Does anyone have any advice on how we can support, or any podcasts/books which helped, things people said or did which helped and things which definitely didn't. We just want to be as mindful as possible, my SIL is an only child with no immediate family and I really don't want her feeling isolated and alone.
Thank you!

OP posts:
Jesskir89 · 11/03/2020 23:20

Hi op, my SIL went through similar last year. All you can do is be there for her, listen to her and keep checking in. Also don't forget the baby that she's lost. I had a star named after the baby my SIL lost, it wouldn't be for everyone but my way of saying she won't be forgotten. I'm sorry for your loss x

OwnedbyOdessa · 18/03/2020 10:23

Thank you so much for your kind post, other baby girl is doing well thankfully 🙏
I love your star idea, so thoughtful 💕

OP posts:
Persipan · 18/03/2020 14:32

I think sometimes in times of difficulty, people don't know how to deal with offers to do 'anything', because it's not clear what that means (and realistically, 'anything' probably has some sort of limits to it).

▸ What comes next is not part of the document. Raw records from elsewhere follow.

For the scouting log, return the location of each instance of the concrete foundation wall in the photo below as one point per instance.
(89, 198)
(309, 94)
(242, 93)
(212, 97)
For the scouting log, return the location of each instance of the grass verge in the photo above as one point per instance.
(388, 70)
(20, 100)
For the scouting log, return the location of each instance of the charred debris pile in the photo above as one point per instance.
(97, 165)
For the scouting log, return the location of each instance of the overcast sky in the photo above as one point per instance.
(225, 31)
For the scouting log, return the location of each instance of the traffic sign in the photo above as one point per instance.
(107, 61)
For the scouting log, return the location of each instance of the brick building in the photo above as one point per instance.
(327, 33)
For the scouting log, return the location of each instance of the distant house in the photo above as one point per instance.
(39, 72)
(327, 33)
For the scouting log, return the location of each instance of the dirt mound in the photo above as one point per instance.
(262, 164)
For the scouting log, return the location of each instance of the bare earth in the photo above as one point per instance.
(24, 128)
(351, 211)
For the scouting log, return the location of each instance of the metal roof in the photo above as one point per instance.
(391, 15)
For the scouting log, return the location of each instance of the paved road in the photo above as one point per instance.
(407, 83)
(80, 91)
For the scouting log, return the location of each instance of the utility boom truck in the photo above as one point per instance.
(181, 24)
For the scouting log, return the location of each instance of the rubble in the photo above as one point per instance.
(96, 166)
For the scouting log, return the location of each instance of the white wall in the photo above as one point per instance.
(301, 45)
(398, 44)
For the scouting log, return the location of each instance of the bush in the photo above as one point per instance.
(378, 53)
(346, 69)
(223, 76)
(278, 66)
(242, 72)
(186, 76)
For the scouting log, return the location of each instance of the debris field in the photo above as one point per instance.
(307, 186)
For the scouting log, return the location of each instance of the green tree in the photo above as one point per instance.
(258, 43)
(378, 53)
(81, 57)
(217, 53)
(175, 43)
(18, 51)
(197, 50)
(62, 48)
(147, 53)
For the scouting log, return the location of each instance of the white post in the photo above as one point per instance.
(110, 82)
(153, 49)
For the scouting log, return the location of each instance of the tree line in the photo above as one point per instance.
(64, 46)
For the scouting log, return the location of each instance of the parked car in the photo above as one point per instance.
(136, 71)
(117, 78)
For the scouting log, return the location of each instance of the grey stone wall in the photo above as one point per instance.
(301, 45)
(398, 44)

If she's not at a place yet to be ready to ask people for help - even with really mundane things - that would make a difference, it might be helpful to think about the practicalities of her current situation and offer something specific that could be of use. That was she can take you up on it or not, but she doesn't have to do the mental processing of thinking about how you can help, if that makes sense.

sh84 · 18/03/2020 16:20

The only thing you can do is be there when they need you. Don’t worry if they are quiet at the moment, they have a lot to process. Don’t say nothing though, I found that when I lost my baby last year people saying nothing was the worst, I’d rather someone say to me there’s nothing I can say that will make you feel any better just know I’m here if you need anything. There’s a good podcast on YouTube by giovanna fletcher with Elle Wright & Michelle cottle (I think that’s their names) there’s also a documentary on all4 called child of mine. Don’t say things like at least you’ve got the other one. Otherwise there’s not really anything you can “do”.